Lady Horton was Dick's elder and married sister, she who had stood by him on the day that was to have been his wedding-day.

"I think we had better drive on now," Chatty said. And when Theo's somewhat astonished face had disappeared from the window, and they were rattling along over the stones, she suddenly said, "Do you think it should have been – dropped altogether? Why should it be dropped altogether? I seem to be a little bewildered – I don't – understand. Oh, mamma, I had a presentiment that he was ill – ill and alone, and so far away."
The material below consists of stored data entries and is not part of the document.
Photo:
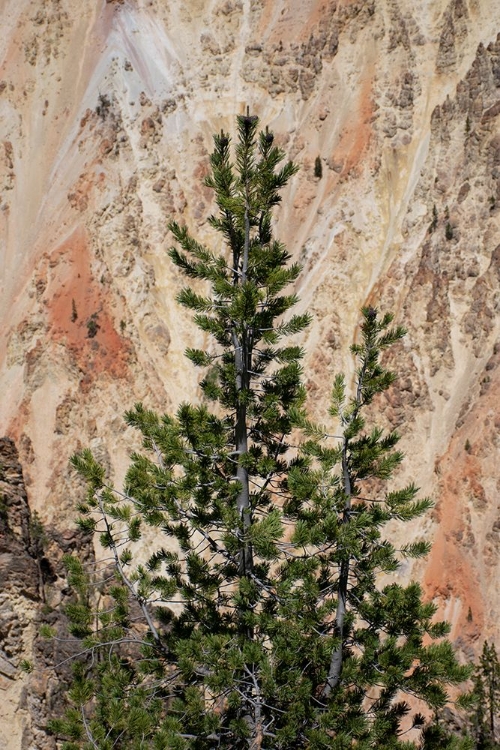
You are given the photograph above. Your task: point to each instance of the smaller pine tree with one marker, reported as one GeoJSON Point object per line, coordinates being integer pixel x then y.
{"type": "Point", "coordinates": [484, 716]}
{"type": "Point", "coordinates": [318, 168]}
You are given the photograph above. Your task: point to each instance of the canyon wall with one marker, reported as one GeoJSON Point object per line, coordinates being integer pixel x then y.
{"type": "Point", "coordinates": [106, 116]}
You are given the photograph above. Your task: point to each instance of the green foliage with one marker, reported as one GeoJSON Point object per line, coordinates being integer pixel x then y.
{"type": "Point", "coordinates": [92, 326]}
{"type": "Point", "coordinates": [484, 701]}
{"type": "Point", "coordinates": [256, 618]}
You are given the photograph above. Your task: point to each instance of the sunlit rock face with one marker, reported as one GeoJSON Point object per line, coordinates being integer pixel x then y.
{"type": "Point", "coordinates": [106, 116]}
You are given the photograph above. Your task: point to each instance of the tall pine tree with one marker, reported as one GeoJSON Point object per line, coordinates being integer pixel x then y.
{"type": "Point", "coordinates": [257, 621]}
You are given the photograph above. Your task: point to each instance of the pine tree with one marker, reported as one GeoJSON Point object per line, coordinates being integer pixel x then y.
{"type": "Point", "coordinates": [257, 621]}
{"type": "Point", "coordinates": [484, 717]}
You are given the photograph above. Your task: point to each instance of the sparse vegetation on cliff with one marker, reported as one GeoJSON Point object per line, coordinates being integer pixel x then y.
{"type": "Point", "coordinates": [255, 619]}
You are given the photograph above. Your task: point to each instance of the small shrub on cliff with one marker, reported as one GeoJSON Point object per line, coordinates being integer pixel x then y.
{"type": "Point", "coordinates": [256, 618]}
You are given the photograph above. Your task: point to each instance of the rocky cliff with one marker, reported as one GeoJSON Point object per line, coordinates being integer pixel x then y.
{"type": "Point", "coordinates": [106, 116]}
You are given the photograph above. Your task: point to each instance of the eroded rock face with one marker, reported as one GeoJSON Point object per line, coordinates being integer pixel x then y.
{"type": "Point", "coordinates": [107, 112]}
{"type": "Point", "coordinates": [33, 592]}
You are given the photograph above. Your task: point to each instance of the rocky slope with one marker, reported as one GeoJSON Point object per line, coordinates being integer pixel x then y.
{"type": "Point", "coordinates": [106, 115]}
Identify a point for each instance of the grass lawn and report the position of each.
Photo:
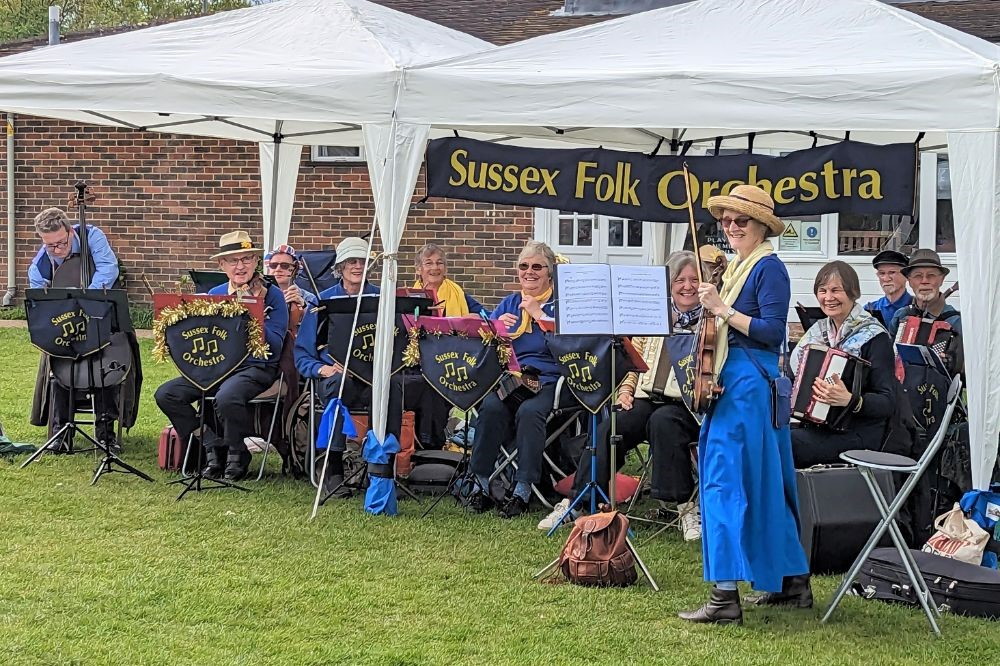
(120, 573)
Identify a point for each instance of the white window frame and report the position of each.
(315, 156)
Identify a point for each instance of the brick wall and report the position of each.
(164, 201)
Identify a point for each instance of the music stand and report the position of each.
(359, 365)
(451, 377)
(82, 326)
(207, 349)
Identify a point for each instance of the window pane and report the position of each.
(635, 233)
(337, 151)
(944, 237)
(566, 231)
(870, 234)
(616, 233)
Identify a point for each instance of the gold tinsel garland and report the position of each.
(411, 354)
(202, 308)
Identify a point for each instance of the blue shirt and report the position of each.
(531, 347)
(275, 322)
(105, 262)
(889, 309)
(764, 298)
(308, 359)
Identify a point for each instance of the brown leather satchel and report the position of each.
(597, 553)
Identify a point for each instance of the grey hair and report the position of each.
(52, 219)
(532, 248)
(678, 261)
(429, 250)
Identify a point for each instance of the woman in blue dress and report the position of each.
(749, 503)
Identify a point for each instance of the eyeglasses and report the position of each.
(247, 260)
(740, 222)
(61, 245)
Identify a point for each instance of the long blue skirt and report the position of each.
(749, 501)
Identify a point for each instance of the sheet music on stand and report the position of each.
(601, 299)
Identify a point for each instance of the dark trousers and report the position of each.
(669, 428)
(429, 409)
(816, 445)
(105, 409)
(233, 416)
(358, 395)
(500, 423)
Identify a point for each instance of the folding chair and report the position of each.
(272, 395)
(866, 462)
(557, 422)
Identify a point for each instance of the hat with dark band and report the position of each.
(753, 202)
(891, 258)
(924, 259)
(235, 242)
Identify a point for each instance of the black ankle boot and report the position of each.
(723, 607)
(237, 465)
(214, 464)
(796, 591)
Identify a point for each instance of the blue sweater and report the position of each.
(275, 322)
(765, 298)
(308, 359)
(105, 261)
(531, 347)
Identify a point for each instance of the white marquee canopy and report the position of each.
(717, 66)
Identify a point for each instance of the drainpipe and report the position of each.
(11, 289)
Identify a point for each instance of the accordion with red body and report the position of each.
(927, 331)
(820, 361)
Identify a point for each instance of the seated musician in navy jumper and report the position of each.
(238, 258)
(889, 265)
(850, 328)
(61, 240)
(319, 365)
(527, 314)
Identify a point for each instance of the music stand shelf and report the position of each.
(74, 325)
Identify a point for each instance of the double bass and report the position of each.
(705, 388)
(110, 366)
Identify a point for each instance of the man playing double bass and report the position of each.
(61, 241)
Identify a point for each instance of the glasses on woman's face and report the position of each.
(740, 222)
(247, 260)
(61, 245)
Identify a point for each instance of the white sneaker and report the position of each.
(690, 524)
(560, 510)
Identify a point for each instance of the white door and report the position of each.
(594, 238)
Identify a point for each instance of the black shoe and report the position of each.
(513, 507)
(237, 465)
(723, 607)
(214, 464)
(335, 487)
(479, 502)
(796, 591)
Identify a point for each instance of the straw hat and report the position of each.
(351, 248)
(924, 259)
(235, 242)
(751, 201)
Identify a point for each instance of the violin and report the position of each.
(705, 388)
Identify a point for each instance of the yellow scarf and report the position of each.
(732, 284)
(524, 325)
(452, 295)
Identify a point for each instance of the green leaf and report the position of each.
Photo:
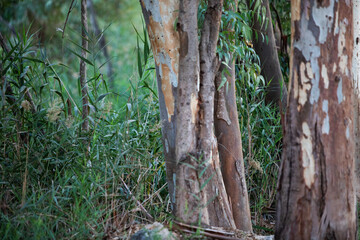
(82, 58)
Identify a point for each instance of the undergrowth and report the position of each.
(58, 182)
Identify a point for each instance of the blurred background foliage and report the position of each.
(116, 19)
"He is getting better, dear; he would think it best not to write to make us anxious; probably he has been waiting on day by day. I will go to Lady Horton to-morrow."

"And Lady Horton thinks it should be dropped altogether," said Chatty, in a musing reflective tone. "She thinks it is monstrous – what is monstrous? I don't – seem to understand."

"Let us not think of it till we get home, till we have a little calm and – time."

"As if one could stop thinking till there is time!" said Chatty, with a faint smile. "But I feel that this is a new light. I must think. What must be dropped? Am not I married to him, mother?"

"Oh, my darling, if it had not been for that woman – "

"But that woman – my thoughts are all very confused. I don't understand it: perhaps he is not married to me – but I have always considered that I – The first thing, however, is his health, mother. We must see at once about that."